My wife and I regularly discuss when and if we will ever be able to retire. I’ve never had a traditional defined-benefit retirement plan, only a defined-contribution plan which makes me responsible for my own retirement and any market risk. Given the uncertainties in the world, does anyone ever have enough savings to confidently retire?
But do we live with any greater uncertainty and insecurity than previous generations? My parents’ generation, the so-called “greatest generation”, experienced both the Great Depression and World War II. When my father embarked on a troopship in 1944 for the most violent phase of the war in Europe, my parents understood that they might never see each other again. That was living with uncertainty.

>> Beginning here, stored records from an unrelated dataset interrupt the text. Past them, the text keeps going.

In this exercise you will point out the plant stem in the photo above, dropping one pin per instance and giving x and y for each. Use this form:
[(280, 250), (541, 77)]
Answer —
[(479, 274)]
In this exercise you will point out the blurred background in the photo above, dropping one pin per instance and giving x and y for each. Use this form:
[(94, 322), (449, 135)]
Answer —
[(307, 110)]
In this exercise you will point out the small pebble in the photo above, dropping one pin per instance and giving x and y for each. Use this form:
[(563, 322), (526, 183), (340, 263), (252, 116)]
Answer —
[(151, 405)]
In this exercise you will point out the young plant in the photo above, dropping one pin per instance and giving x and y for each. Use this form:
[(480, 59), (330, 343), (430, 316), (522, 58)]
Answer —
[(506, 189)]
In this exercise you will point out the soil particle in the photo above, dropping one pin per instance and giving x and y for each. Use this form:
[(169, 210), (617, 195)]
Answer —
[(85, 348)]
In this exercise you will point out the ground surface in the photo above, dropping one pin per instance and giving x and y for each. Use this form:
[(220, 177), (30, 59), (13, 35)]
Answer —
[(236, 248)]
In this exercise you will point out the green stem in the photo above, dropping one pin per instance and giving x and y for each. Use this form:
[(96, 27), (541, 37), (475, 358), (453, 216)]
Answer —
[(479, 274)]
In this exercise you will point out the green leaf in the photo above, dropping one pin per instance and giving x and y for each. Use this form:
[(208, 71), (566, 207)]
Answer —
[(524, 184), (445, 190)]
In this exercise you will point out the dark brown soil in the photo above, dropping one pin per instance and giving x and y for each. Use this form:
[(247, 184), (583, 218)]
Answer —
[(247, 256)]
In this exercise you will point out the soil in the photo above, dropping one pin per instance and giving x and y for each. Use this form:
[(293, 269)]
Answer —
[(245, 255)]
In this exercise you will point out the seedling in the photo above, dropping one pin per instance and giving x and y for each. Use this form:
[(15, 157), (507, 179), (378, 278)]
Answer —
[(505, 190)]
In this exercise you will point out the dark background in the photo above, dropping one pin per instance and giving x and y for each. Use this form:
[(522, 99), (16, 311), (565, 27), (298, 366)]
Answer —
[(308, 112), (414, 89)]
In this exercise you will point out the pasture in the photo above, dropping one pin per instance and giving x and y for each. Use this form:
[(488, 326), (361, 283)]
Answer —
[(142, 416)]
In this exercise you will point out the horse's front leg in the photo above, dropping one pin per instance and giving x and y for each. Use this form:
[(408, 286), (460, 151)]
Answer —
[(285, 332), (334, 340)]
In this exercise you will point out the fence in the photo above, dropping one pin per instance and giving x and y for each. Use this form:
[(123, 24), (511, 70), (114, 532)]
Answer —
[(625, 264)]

As a college history major looking back, I can identify just two periods in modern American history which might be characterized as not uncertain and, in fact, highly optimistic. The first was the decade from the end of the Korean War in 1953 until the assassination of President Kennedy in 1963. The Eisenhower and Kennedy presidencies were a time of rising prosperity and expectations for much of America. But in the 1960’s the struggle for civil rights exposed a violent side of American reality, the terrible war in Vietnam split America down the middle, and the nuclear threat became apparent.
The second period of optimism which I personally remember was from the fall of the Berlin Wall in 1989, and the end of the Cold War and the apartheid regime in South Africa, until the terrorist attack of September 11, 2001. During that period it seemed like the world was turning democratic and more friendly towards America, the sole remaining superpower. Stock markets were rising, the internet was popularized, and the future seemed bright. All that changed on 9/11.
Except for those two periods in American history, most generations of Americans lived with uncertainties and insecurities greater than or comparable to those we face today. Yes, the 1920’s were roaring, but there was no social safety net at all. I compare the 1920’s in America to contemporary Chinese society where there is now potential for both extreme success and extreme failure and suffering.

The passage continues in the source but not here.